You will hear over and over that “Glocks do not have safeties.” But they do. Glocks do not have “external” safeties, but they have the two-part “safe-trigger” which actually is a safety. On a Glock the “Striker” (no internal hammer) is half cocked by the first 1/4″ of slide retraction while chambering a cartridge. The other “half-cocking” of the striker is the first stage take up of the trigger pull. On a Glock you get ONE SNAP, then you have to jack the slide resetting the half cock on the striker to have another snap. With some practice you can only pull the slide back just enough to reset the action without ejecting the “dud” round for another try. Interesting isn’t it? There may be exceptions to what I’ve written, but I think it is accurate enough to get a writer around in a shootout. And probably more than most of you want to know.
A cartridge is made up of four parts: Casing, Bullet, Primer, and Gunpowder. The bullet is the projectile that is seated in the casing, but the cartridge is never accurately called a bullet. A shotgun round is referred to as a shell. A shotgun shell (or round) that has been fired is often called a hull. A shotgun shell holds either pellets or a single slug.
A magazine can hold as many rounds as its length and width accommodates. Some mags hold bullets in a straight line and some are wider to allow staggered rounds. Low capacity factory magazines hold from six to eight rounds. You can keep one on the chamber to add an additional round to the gun’s capacity. Hi-capacity magazines hold more shells than a standard mag. I have had fifteen round mags, and some handgun magazines hold twenty or even thirty rounds. Some handgun drum magazines hold more …a lot more.
A magazine can be called a clip. In the military a rifle or machine gun has a Magazine, handguns can have clips. People rarely say clip any more but it was once common to call any magazine a clip. There are clips that hold .45 ACPs in a half moon for use in .45 LC revolvers, and to shoot 9MM rounds in a 38, but they are rare enough that an author shouldn’t need to concern themselves with those.
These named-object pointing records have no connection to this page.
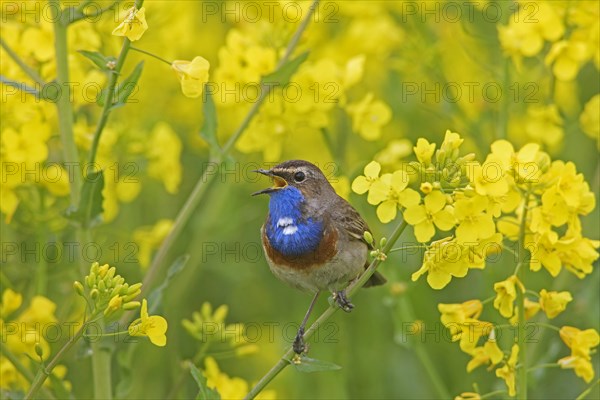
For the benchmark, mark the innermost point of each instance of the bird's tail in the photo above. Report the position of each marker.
(375, 280)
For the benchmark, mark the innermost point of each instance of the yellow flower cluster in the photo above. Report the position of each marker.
(517, 196)
(108, 292)
(229, 387)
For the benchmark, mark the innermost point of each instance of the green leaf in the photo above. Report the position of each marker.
(126, 88)
(204, 392)
(208, 131)
(155, 297)
(306, 364)
(100, 60)
(284, 73)
(90, 208)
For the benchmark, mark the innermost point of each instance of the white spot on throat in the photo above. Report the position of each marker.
(290, 230)
(285, 221)
(288, 226)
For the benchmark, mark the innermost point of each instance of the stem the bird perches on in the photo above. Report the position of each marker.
(360, 282)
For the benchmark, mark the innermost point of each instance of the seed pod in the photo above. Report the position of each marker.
(368, 237)
(78, 288)
(131, 305)
(134, 288)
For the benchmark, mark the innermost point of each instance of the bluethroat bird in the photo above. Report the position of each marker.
(313, 239)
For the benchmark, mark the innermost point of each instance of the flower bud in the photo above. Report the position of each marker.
(440, 157)
(426, 187)
(94, 268)
(134, 288)
(78, 288)
(90, 280)
(397, 288)
(38, 350)
(103, 270)
(131, 296)
(131, 305)
(113, 305)
(116, 290)
(368, 237)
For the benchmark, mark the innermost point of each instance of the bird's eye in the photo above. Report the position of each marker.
(299, 176)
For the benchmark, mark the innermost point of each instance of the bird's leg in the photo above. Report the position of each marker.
(299, 346)
(342, 301)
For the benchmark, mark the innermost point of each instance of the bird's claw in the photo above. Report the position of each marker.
(342, 301)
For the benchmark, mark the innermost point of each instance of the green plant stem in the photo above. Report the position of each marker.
(522, 342)
(94, 14)
(108, 101)
(22, 64)
(491, 394)
(63, 103)
(150, 54)
(549, 326)
(20, 86)
(207, 177)
(286, 358)
(44, 373)
(540, 366)
(101, 368)
(21, 368)
(587, 391)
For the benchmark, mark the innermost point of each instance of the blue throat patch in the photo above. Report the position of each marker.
(288, 231)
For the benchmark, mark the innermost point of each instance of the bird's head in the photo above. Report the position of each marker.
(299, 174)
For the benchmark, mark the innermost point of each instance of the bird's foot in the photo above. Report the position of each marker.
(299, 346)
(342, 301)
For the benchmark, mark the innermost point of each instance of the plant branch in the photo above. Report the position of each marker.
(44, 373)
(23, 87)
(285, 359)
(99, 11)
(63, 102)
(520, 271)
(21, 368)
(207, 177)
(151, 55)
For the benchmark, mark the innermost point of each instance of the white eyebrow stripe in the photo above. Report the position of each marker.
(285, 221)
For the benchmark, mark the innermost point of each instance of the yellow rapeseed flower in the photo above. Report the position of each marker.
(433, 212)
(424, 151)
(362, 183)
(489, 353)
(507, 372)
(474, 222)
(154, 327)
(193, 75)
(553, 303)
(581, 343)
(369, 116)
(391, 192)
(506, 293)
(134, 25)
(443, 260)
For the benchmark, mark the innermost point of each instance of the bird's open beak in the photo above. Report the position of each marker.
(278, 182)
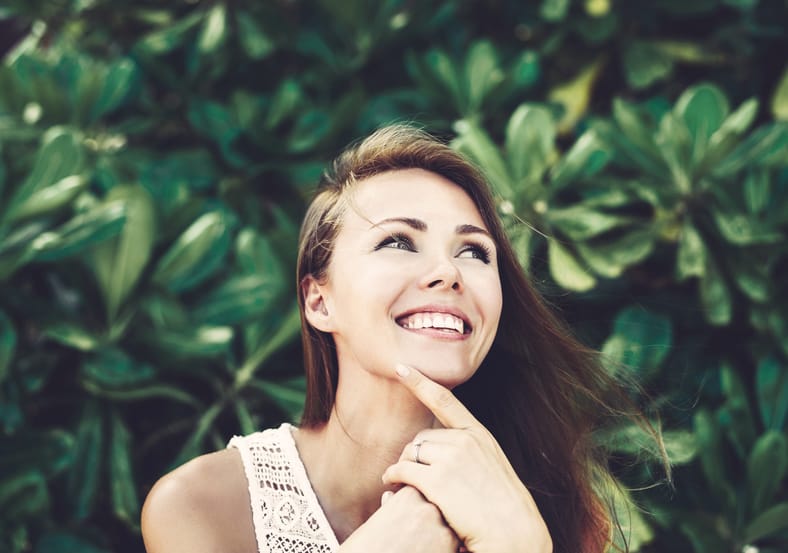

There’s lots more to know like available calibers, shotgun gauges, How a barrel length’s effects powder burn and velocity, range, knock-down values, recoil, and trajectory. There are enough bullet types and weights to fill several books. And every author who writes weapons should buy a copy of Gun Digest so they can read about and look at the weapons they write about. Write it off as reference material. Get the latest one you can find because they add new gun models yearly, but anything in the past ten years is plenty for most applications. Any bookseller has them and EBay has lots of them used. Here’s the link:
You can study guns for the rest of your life, but the truth is, authors don’t need to know very much to keep from writing someone shoving a clip into a revolver, playing Russian Roulette with a Glock, or just writing convincingly about what a character has in their hand, handbag, or holster, or how that gun works.